At the risk of turning tourists into golden egg-laying geese, the surge in tourist activity and its boost to Transient Room Tax-funded projects seems ripe for exploring. In a time when vacation rentals are taking homes off the market for residents at an alarming rate, it seems appropriate that some type of tourist-funded fee be considered to support the development of affordable housing.
Last week, Visit Bend doled out grants to eight cultural organizations to help them generate marketing campaigns to support their activities—those funds had all been generated by the TRT. It is a perfect example of generating funds for residents and local organizations.

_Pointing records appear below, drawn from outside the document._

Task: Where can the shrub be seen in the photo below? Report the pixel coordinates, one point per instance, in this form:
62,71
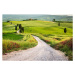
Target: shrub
8,45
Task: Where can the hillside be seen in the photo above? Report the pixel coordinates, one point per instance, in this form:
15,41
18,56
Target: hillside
39,17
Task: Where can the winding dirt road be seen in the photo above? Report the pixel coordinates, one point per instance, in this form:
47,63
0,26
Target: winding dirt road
42,52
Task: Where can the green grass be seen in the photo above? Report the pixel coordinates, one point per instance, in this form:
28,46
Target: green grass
48,31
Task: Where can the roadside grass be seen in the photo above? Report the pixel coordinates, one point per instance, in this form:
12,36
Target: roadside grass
48,31
21,42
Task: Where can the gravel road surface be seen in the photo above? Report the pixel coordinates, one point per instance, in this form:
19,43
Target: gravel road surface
41,52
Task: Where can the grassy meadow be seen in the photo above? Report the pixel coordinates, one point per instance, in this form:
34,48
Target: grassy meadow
48,31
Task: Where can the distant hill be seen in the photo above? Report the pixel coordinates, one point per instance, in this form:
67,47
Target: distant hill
39,17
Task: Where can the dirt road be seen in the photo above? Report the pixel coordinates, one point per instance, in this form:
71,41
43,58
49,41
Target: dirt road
42,52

Likewise, the burden of the affordable housing crisis should rest, in part, on the shoulders of those pushing local residents out into a handful of expensive rentals, homeless shelters, and the streets—namely, tourists.
The TRT in Bend still lags far behind other cities. Two years ago, voters raised the TRT rate from 9 to 10.4 percent, but those numbers are still behind Boise (13 percent), Spokane (14 percent), Portland (14.5 percent), and Seattle (17 percent). That is a lot of public money being left untapped. (And, while some hotel owners bemoaned that the latest TRT increase would scare away tourists, with current estimates that Bend's population will swell by 25 percent over the summer months with tourists, we are hard pressed to believe that minor increases in TRT will slow the flow.)

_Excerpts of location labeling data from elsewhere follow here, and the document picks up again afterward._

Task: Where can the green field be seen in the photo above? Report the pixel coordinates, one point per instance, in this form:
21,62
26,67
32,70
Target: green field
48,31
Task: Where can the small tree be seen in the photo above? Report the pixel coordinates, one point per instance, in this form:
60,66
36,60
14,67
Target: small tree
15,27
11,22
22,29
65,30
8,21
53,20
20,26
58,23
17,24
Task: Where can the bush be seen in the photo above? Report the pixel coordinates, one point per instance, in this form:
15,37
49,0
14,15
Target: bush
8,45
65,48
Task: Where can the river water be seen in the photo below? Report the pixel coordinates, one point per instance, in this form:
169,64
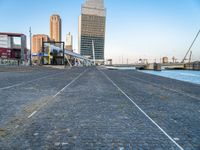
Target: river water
183,75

It's like the saying goes: "The punishment should fit the crime." In the case of Bend's need for affordable housing, safe streets and sidewalks, and effective public transit, funding solutions must take into consideration the problem's origins. And, without a sales tax to tap into visitor spending, we need to find a way for those most in need of housing to benefit from those for whom staying in Bend is a luxury.
Yet, despite the City of Bend acknowledging we have an affordable housing "crisis," they are failing to treat it like an emergency. If robbing the Prince to shelter the Pauper is a drastic measure, then the times call for it.